Em 1937, o Código de Obras, ao proibir a criação de novas comunidades, reconheceu sua existência, dispondo-se a administrar e a controlar seu crescimento. A primeira política formal de governo referente à questão não surgiu, segundo o sociólogo Marcelo Tadeu Baumann Burgos, de um postulado dos seus habitantes, “mas do incômodo que causava à urbanidade da cidade, o que explica o sentido do programa de constituição dos parques proletários, que tem por finalidade, acima de tudo, resolver o problema das condições insalubres das franjas do centro da cidade”.

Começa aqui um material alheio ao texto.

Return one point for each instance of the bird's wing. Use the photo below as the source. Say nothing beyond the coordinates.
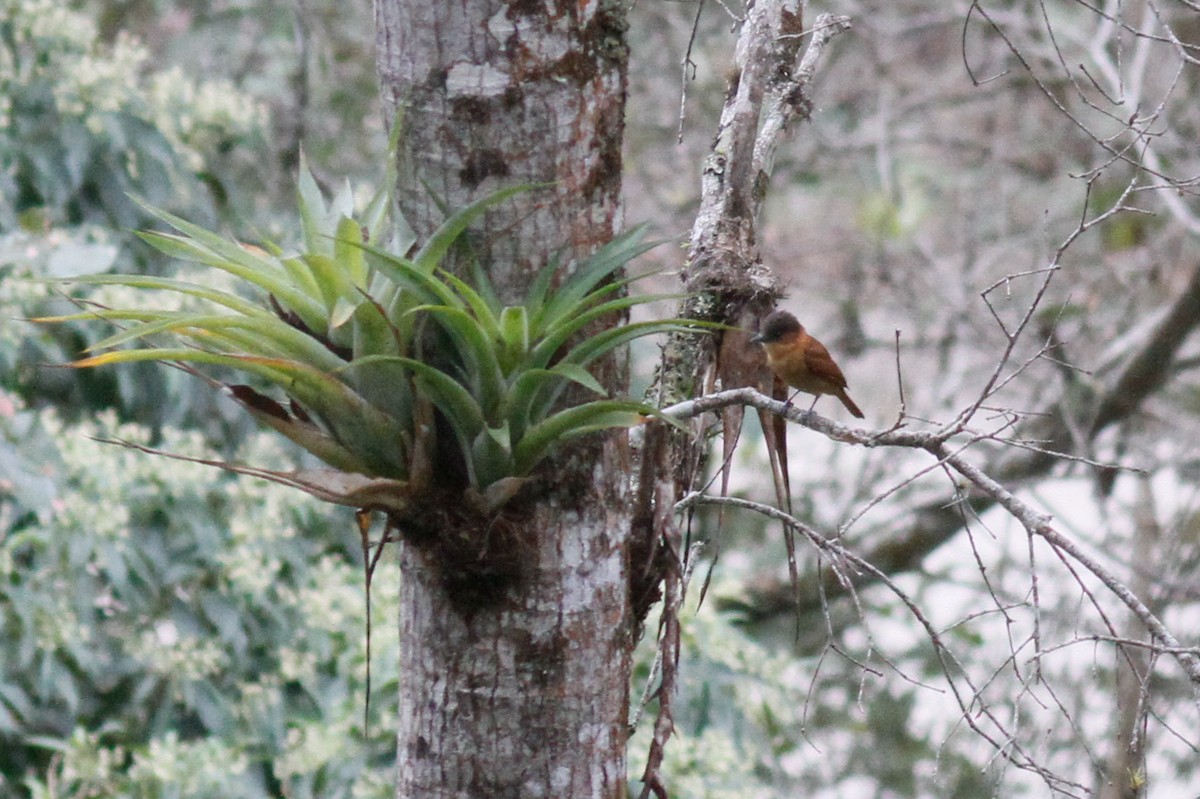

No início dos anos 1940, surgiriam os parques proletários, apresentados como um esboço de ação governamental para fazer frente ao problema das favelas do Rio. A proposta era a de promover a transferência dos habitantes daquelas localidades para alojamentos provisórios próximos dos locais onde seriam erguidas as construções definitivas – em terrenos estatais, preferencialmente nos subúrbios da cidade. Com o tempo, os parques abrigaram um número crescente de pessoas, repetindo os processos de crescimento das favelas e de saturação das infraestruturas instaladas. Foram reconhecidos no Censo de 1948, realizado pela Prefeitura, e no de 1950, pelo IBGE, como favelas. Eram, entretanto, segundo a economista Rute Imanishi Rodrigues, “‘favelas oficiais’, pois a Prefeitura destinava funcionários e verbas esporádicas para a reforma das instalações dos parques até meados da década de 1950, de acordo com registros do Diário Oficial da União”.